Kotabaru, (Antaranews Kalsel) - Dewan Perwakilan Rakyat Daerah (DPRD) Kabupaten Kotabaru, Kalimantan Selatan, menggelar rapat dengar pendapat tentang upaya penyelesaian sengketa tapal batas dengan Tanah Grogot, Kabupaten Paser, Kalimantan Timur.
Ketua Komisi I DPRD Kotabaru Edriansyah di Kotabaru, Minggu, mengatakan bahwa pembahasan yang melibatkan sejumlah pihak tersebut sekaligus mematangkan rencana pemekaran kecamatan di Pamukan.

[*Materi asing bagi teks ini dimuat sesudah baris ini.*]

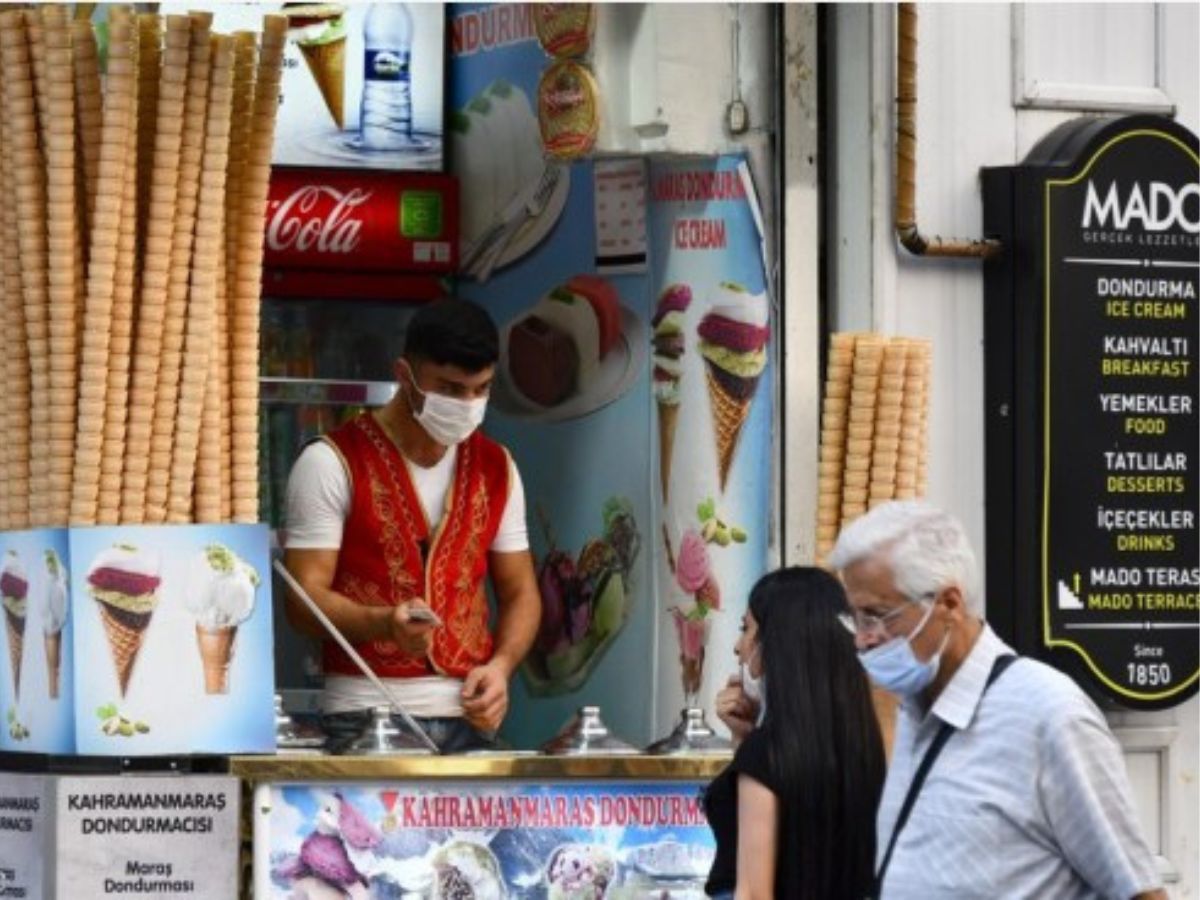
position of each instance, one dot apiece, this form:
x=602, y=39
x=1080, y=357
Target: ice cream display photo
x=585, y=603
x=54, y=617
x=221, y=589
x=569, y=354
x=733, y=343
x=694, y=576
x=319, y=31
x=511, y=196
x=669, y=348
x=124, y=582
x=467, y=870
x=580, y=871
x=15, y=595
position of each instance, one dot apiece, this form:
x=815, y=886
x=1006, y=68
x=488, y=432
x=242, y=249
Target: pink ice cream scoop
x=690, y=634
x=709, y=594
x=691, y=565
x=677, y=298
x=738, y=336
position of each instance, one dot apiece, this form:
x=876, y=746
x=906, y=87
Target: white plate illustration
x=327, y=144
x=618, y=371
x=532, y=232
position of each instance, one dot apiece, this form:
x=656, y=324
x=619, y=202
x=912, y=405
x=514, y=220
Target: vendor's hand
x=485, y=696
x=736, y=709
x=411, y=636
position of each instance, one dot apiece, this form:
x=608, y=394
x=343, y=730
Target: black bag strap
x=927, y=762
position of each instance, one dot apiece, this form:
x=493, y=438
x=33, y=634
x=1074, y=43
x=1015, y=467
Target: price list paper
x=1121, y=559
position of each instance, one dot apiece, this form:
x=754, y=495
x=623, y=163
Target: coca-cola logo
x=317, y=217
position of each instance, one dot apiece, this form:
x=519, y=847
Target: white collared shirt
x=1029, y=798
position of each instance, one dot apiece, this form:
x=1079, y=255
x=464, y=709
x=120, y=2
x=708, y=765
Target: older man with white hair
x=1003, y=784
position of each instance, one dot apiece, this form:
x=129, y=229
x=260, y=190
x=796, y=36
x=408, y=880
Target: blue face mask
x=895, y=667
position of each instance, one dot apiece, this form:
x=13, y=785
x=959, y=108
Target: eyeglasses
x=864, y=624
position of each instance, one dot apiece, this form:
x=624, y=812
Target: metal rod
x=354, y=655
x=906, y=156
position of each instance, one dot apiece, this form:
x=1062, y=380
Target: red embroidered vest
x=381, y=559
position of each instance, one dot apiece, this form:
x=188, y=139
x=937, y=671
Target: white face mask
x=895, y=667
x=448, y=420
x=755, y=690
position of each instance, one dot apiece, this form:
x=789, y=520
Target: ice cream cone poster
x=713, y=390
x=36, y=682
x=174, y=640
x=363, y=83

Menyangkut pemekaran kecamatan, kata dia, melibatkan tiga wilayah, yakni Kecamatan Pamukan Selatan, Pamukan Barat, dan Pamukan Utara.

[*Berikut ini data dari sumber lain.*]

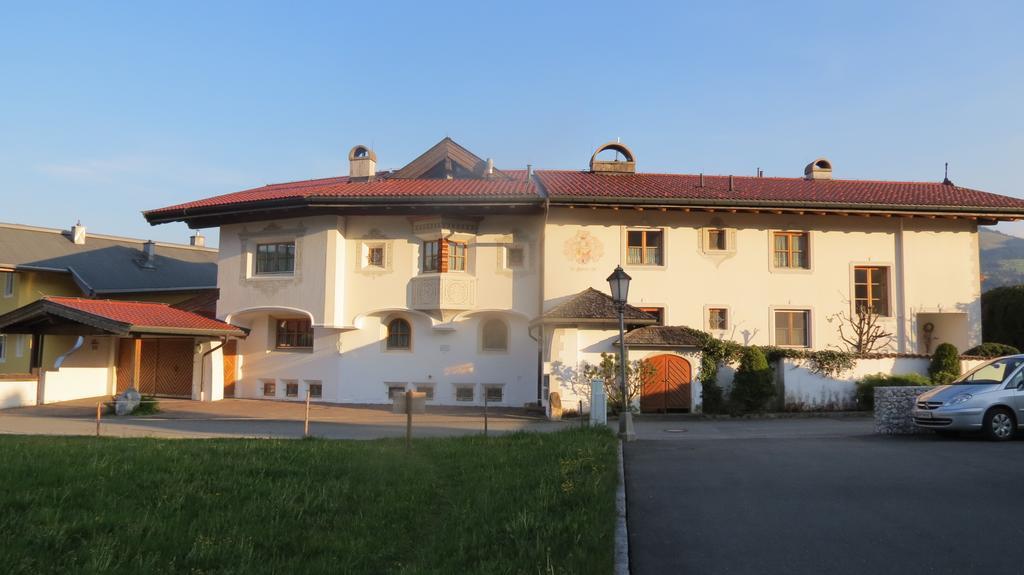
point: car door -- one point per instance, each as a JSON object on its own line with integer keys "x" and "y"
{"x": 1015, "y": 387}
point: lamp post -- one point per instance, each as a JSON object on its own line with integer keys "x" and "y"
{"x": 619, "y": 281}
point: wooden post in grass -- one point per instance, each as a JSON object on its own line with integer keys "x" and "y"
{"x": 305, "y": 429}
{"x": 409, "y": 419}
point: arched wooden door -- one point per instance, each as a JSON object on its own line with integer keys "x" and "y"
{"x": 669, "y": 388}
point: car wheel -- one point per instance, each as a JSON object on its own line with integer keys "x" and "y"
{"x": 999, "y": 425}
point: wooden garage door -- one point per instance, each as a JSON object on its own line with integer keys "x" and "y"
{"x": 669, "y": 388}
{"x": 166, "y": 366}
{"x": 230, "y": 367}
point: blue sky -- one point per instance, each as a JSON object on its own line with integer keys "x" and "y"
{"x": 108, "y": 109}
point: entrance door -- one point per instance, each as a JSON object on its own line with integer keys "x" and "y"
{"x": 230, "y": 367}
{"x": 669, "y": 387}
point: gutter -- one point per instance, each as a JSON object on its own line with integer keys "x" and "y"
{"x": 892, "y": 209}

Namun, khusus di Kecamatan Pamukan Selatan, lanjut Edriansyah, masih harus dituntaskan adanya sengketa tapal batas dengan Kabupaten Paser, Kaltim.
Melalui forum tersebut, dia berharap menghasilkan rumusan sebagai upaya menyelesaikan masalah sengketa tapal batas dengan provinsi tetangga.
Selain bisa menyegerakan pemekaran, menurut Edriansyah, yang terpenting memberikan ketenangan bagi masyarakat sehingga mereka bisa bekerja dengan tenang di lahan dan perkebunan miliknya.
Hadir dalam forum tersebut, antara lain, Bagian Pemerintahan Sekteratiat Daerah Kotabaru, Beppeda, Dinas Cipta Karya dan Tata Ruang, Dinas Perkebunan, Dinas Tranmigrasi, Dinas Pertanahan dan Tata Ruang, camat, Kepala Desa Sasulung, dan Kades Pondok Labu.
Sebelumnya, DPRD Kabupaten Kotabaru melakukan rapat konsultasi dengan Badan Arbitrase Nasional terkait dengan usaha penyelesaian sengketa tapal batas dengan Tanah Grogot, Kabupaten Paser, Kalimantan Timur.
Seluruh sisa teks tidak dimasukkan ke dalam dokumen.